To put this movement in context, it’s helpful to recall the modern history of higher education in the United States. Once the province of the upper class, colleges were transformed in the post-World War II era into a system for preparing a workforce that was becoming increasingly white-collar. The GI Bill and later the candidly named National Defense Student Loans were not social programs as much as they were indirect training subsidies for the private sector. The Basic Educational Opportunity Grants (later renamed Pell Grants) created in the 1970s brought young people from the country’s poorest families into the training system.

It was precisely this sense that they were being processed for an industrial machine that motivated many of the student protesters of the 1960s. As with many of today’s Occupiers, they ended up questioning the entire way of life that had been programmed for them.

Those challenges eventually ebbed, and the powers that be then pulled a cruel trick on young people. Once a college education had become all but essential for survival in society, students were forced to start shouldering much more of its cost. During the 1980s, the Reagan Administration slashed federal grant programs, compelling students to make up the difference through borrowing. As early as 1986, a Congressional report was warning that student loans were “overburdening a generation.”

Over the past 25 years, that burden has become increasingly onerous. Both Republican and Democratic Administrations exacerbated the problem by cracking down on borrowers who could not keep up with their payments, while at the same time giving the profit-maximizing private sector greater control over the system. That control was intensified by the privatization of the Student Loan Marketing Association (Sallie Mae) in the late 1990s and by the refusal of Congress for years to heed calls to get private banks out of the student loan business.

It was not until March 2010 that Congress, at the urging of the Obama Administration, eliminated the private parasites and converted billions in bank subsidies into funds for the expansion of the Pell Grant program. This was a remarkable step that will reduce future debt burdens, but by the time it occurred a great deal of damage had already been done.

During the past two decades, student loan debt has skyrocketed. Last year new loans surpassed $100 billion for the first time, and total loans outstanding are soon expected to exceed $1 trillion. According to the College Board, the typical recipient of a bachelor’s degree now owes $22,000 upon graduation. These numbers are all the more daunting in light of the dismal job prospects for graduates, millions of whom are unemployed or underemployed.

Given this history, young people are justified in viewing their student debts as akin to the unsustainable mortgages foisted on low-income home buyers by predatory lenders. President Obama recently announced some administrative adjustments to student loan obligations, but that will make only a small dent in the problem.

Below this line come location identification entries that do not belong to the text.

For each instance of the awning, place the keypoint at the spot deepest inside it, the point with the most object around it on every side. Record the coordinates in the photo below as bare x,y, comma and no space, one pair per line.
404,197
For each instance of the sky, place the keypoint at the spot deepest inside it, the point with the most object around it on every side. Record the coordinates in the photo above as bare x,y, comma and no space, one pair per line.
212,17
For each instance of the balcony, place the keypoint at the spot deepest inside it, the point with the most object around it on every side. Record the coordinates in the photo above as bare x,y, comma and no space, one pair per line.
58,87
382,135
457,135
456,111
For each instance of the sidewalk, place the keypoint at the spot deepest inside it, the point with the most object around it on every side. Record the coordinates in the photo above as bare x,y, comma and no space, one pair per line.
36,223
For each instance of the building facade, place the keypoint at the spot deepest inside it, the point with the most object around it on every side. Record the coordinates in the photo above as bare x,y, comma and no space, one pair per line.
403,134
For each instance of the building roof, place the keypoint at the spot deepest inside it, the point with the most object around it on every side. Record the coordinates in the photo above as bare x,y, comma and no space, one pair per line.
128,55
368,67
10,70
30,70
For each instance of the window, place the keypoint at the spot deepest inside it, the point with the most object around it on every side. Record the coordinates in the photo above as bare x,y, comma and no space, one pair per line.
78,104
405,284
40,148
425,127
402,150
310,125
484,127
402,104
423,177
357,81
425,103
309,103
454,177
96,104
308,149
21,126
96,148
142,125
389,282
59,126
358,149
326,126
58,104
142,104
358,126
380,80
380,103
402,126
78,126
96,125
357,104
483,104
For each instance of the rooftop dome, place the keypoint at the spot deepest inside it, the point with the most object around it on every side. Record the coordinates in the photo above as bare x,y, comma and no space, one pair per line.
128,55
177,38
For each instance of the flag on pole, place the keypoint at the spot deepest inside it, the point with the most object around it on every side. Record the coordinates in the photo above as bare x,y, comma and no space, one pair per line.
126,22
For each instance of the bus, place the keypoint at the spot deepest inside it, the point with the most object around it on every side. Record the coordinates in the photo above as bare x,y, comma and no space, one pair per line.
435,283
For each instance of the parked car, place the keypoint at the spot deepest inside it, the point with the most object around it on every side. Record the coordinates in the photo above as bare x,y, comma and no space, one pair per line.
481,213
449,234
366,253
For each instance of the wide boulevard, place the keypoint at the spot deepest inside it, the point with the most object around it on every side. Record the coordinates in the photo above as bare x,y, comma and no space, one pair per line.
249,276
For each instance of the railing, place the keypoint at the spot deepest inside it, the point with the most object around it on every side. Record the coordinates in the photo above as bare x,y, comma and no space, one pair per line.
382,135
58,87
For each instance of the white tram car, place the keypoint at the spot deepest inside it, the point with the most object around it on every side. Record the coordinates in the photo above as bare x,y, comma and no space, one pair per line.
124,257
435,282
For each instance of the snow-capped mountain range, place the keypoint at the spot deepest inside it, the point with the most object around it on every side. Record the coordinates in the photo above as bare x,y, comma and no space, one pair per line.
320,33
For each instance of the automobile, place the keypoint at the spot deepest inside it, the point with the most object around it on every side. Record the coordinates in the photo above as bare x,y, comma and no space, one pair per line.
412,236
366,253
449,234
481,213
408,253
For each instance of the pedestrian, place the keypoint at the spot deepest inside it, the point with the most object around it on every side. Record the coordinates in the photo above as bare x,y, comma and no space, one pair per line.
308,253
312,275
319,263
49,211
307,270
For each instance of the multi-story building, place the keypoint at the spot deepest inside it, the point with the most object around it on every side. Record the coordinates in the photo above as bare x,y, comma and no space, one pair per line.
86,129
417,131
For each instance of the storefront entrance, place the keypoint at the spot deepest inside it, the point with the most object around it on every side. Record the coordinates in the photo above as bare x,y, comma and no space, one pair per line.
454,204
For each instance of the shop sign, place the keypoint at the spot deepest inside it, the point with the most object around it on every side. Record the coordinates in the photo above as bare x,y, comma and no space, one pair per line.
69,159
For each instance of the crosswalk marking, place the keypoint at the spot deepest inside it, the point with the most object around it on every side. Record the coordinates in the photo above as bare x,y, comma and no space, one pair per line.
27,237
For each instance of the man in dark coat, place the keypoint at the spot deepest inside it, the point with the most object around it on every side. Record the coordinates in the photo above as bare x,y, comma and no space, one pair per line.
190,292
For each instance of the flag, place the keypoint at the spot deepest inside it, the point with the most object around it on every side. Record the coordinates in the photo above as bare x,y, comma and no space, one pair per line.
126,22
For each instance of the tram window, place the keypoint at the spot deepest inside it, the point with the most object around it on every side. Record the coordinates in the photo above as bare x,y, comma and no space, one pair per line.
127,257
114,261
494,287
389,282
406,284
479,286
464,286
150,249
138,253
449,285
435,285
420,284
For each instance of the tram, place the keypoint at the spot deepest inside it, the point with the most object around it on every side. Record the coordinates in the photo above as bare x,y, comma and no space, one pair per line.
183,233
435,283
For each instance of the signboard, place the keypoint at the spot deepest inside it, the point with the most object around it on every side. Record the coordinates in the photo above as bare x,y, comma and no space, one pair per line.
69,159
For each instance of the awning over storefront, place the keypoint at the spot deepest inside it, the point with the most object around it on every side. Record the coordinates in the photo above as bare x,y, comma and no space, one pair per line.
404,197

Even before the Occupy movement began, there was talk of a student loan debt abolition movement. Much of this talk was inspired by the writings of George Caffentzis, including a widely circulated article in the journal Reclamations. Caffentzis acknowledges the challenges to such a movement stemming from the fact that student loans are not repayable while borrowers are still in school: “Student loans are time bombs, constructed to detonate when the debtor is away from campus and the collectivity college provides is left behind.”

The advent of the Occupy movement is creating a new collectivity and a new way of thinking that addresses the call by Caffentzis for a “political house cleaning to dispel the smell of sanctity and rationality surrounding debt repayment regardless of the conditions in which it has been contracted and the ability of the debtor to do so.” Occupiers are also apt to be more receptive to Caffentzis’s argument that student debt should be seen not as consumer debt but in the context of education as an adjunct to the labor market.

A decade ago, many U.S. activists were building a Jubilee campaign for third world debt cancellation. We now need a similar effort here at home to liberate young people from the consequences of an educational financing system that has gone terribly wrong.